Question 3 - Score: 0.90

explain security config rules that are required for access in spring boot project, provide request matcher show commit, request matcher show authentication requirement

// Request Matchers and Authentication Rules
.authorizeHttpRequests(auth -> auth
    .requestMatchers("/authenticate").permitAll()
    .requestMatchers("/mvc/person/update/**", "/mvc/person/delete/**").authenticated()
    .requestMatchers("/api/person/**").authenticated()
)

• .requestMatchers("/authenticate").permitAll(): This configuration allows unauthenticated access to the "/authenticate" endpoint. Requests to this endpoint do not require users to be authenticated and can be accessed freely. /mvc/person/update/ and /mvc/person/delete/ Endpoints:

• .requestMatchers("/mvc/person/update/", "/mvc/person/delete/").authenticated(): These configurations specify that requests to endpoints matching the patterns "/mvc/person/update/" and "/mvc/person/delete/" require authentication. Users must be authenticated to access these protected endpoints. /api/person/** Endpoints:

• .requestMatchers("/api/person/").authenticated(): Requests to endpoints matching the pattern "/api/person/" also require authentication.

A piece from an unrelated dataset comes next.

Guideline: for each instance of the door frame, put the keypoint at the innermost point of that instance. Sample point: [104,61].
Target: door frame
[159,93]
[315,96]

Similar to the previous case, only authenticated users are allowed to access these protected API endpoints.

Question 4 - Score: 0.90

explain a pojo and changes to a pojo, show a pojo in vscode editor, highlight somehting you changed, show pojo result and data via postman

A POJO, is

• a Java class
• encapsulates data and behavior without requiring any special frameworks or inheritance from specific base classes

Changes to a POJO involve

• modifications to its fields, methods, or annotations, typically to accommodate evolving application requirements or to integrate with specific frameworks or libraries.